Why GETCO Is Revisiting Last Year’s Orders: The Subtext Behind the Petitions
Behind the careful language of “amendments” lies something deeper. Gujarat Energy Transmission Corporation (GETCO) isn’t just fixing a few words in old regulatory orders—it’s reopening the foundation on which those orders rest.
Three petitions filed before the Gujarat Electricity Regulatory Commission (GERC)—Petition 2490, 2563, and 2564 of 2025—are all aimed at revisiting key 2024 directives (Order 1, Order 5, and Order 6). Together, they reveal a system-wide recalibration in how Gujarat plans, approves, and finances its transmission backbone.
What’s Really Going On
Each of these orders affects tariff structures, project approvals, and operational responsibilities. By pulling in every major discom—DGVCL, UGVCL, MGVCL, PGVCL—along with Torrent Power, MPSEZ Utilities, GIFT Power, Aspen, Jubilant, and Deendayal Port Trust, GETCO is making it clear: this isn’t about one clause or one project—it’s about aligning the rulebook with the grid’s fast-changing reality.

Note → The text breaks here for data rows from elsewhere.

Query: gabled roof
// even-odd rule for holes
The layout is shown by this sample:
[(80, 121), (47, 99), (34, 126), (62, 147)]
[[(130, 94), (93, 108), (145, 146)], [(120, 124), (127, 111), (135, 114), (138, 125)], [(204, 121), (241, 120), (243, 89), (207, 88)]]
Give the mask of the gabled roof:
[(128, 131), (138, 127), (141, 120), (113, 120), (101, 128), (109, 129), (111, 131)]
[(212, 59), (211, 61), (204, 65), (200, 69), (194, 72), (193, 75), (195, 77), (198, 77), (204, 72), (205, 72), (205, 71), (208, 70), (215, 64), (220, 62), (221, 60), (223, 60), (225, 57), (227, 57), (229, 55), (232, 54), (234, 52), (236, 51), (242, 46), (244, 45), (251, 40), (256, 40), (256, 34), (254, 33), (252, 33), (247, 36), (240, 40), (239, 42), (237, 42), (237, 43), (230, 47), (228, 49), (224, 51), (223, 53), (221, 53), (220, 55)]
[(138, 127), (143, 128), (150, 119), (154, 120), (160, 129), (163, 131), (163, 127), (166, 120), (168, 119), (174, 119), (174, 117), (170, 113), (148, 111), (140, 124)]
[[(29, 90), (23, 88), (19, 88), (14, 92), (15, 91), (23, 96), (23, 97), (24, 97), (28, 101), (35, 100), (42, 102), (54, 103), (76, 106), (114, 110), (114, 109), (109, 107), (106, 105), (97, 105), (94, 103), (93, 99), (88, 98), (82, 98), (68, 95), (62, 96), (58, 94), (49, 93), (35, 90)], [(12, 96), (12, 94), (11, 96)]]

The 2024 orders had defined:
how transmission development charges (TDC) are structured and recovered,
sequencing of load-flow and connectivity approvals,
technical and capacity standards,
cost responsibilities for new bays, lines, and substation reinforcements,
and how new industrial or renewable load pockets are integrated.
Now, GETCO is saying: the ground has shifted.
When Planning Meets Reality
Transmission planning is neat on paper. Execution rarely is. Over the past year, several forces have collided with the 2024 framework:
industrial load shifting into new clusters,
accelerated renewable connectivity requests,
new SEZ and port-linked demand centers,
delays in land and right-of-way clearances,
and pressure from discoms to fast-track approvals without added cost.
These on-ground challenges have exposed a growing mismatch between regulatory design and operational flexibility.
GETCO’s petitions effectively tell the regulator:
“We can’t comply with these orders and meet real-world conditions at the same time.”
The Deeper Tension: Certainty vs Flexibility
GERC’s 2024 orders aimed for clarity—fixed rules, defined responsibilities, and standardized processes. But Gujarat’s grid is evolving too fast for rigidity.
If the 2024 rules remain unchanged:
projects could stall,
cost-sharing could become unfair,
and network reinforcements could turn obsolete before completion.
In short, GETCO is asking the Commission to let flexibility catch up with expansion.
Why Private Licensees Are Paying Attention
Private players like Torrent, MPSEZ Utilities, and GIFT Power are directly impacted. Any amendment affects:
bay allocation,
load approval timelines,
tariff pass-through,
and private grid expansion plans.
A single amendment can delay or accelerate an entire SEZ’s power rollout. That’s why everyone’s watching closely.
The Bigger Picture
GETCO’s move is not regulatory housekeeping—it’s institutional course correction. The State Transmission Utility wants to realign GERC’s 2024 orders with today’s field realities, ensuring that regulation doesn’t hold back Gujarat’s grid growth.
When the STU asks to reopen three foundational orders in one sweep, it signals one thing: the grid is evolving faster than the rulebook—and it’s time for the rulebook to catch up.